Grund für die Verstimmung: Bassist und Krawallbruder »Evil« Jared Hasselhoff hatte sich während der Show mit den Worten »Don't tell Putin « eine russische Flagge in seine Unterwäsche gestopft. Die Aktion wurde von zahlreichen Fans per Kamera aufgenommen und erreichte so über das Internet in Windeseile eine virale Verbreitung in der Ukraine und Russland. Ein klarer Fall von Flaggenschändung, so die einhellige Meinung der Medien im ehemaligen Sowjet-Reich, in dem erst vor kurzem Nationalisten durch offenbar staatlich geduldete Bestrafungsaktionen gegen Homosexuelle aufgefallen waren.

 


 

 

 

Als sofortige Reaktion meldete sich der russische Kulturminister Wladimir Medinsky in einem Tweet zu Wort: Die Bloodhound Gang müsse »ihre Koffer packen«, sie wären »Idioten« und er würde nicht zulassen, dass sie im russischen Kuban beim dortigen Musikfestival wie geplant performen dürfen. Die Band reiste dann auch freiwillig mit eingezogenen Köpfen wieder ab.
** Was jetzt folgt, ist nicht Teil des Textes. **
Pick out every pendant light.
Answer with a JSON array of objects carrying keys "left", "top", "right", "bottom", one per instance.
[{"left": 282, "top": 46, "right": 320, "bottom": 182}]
Hasselhoff entschuldigte sich nach Angaben der Nachrichten-Seite Yuga.ru gar für den Vorfall, indem er behauptete, dass es eine Tradition sei, dass alles, was auf die Bühne geworfen werde, auch »durch seine Hose muss«.

 

 

 

Die Ernsthaftigkeit dieser Aussage darf indes bezweifelt werden, da man in den Videoaufnahmen zum Vorfall die Russland-Flagge bereits vor der Aktion auf der Bühne hängt sieht. Zudem ist zu sehen, dass der 41-jährige Bassist unmittelbar zuvor eine ukrainische Flagge in der Hand hält und droht, diese für seinen »Spaß« zu missbrauchen. Er entscheidet sich dann aber feixend für das russische Exemplar. Demnach fällt es schwer, Hasselhoff hier kein politisches Statement zu unterstellen. Möglich allerdings, dass er durch seine humorige Entschuldigung vor allem einem juristischen Nachspiel vorbeugen wollte. Nach russischen Gesetzen steht auf die »Entehrung von Staatsymbolen« eine Strafe von maximal zwei Jahren Freiheitsberaubung.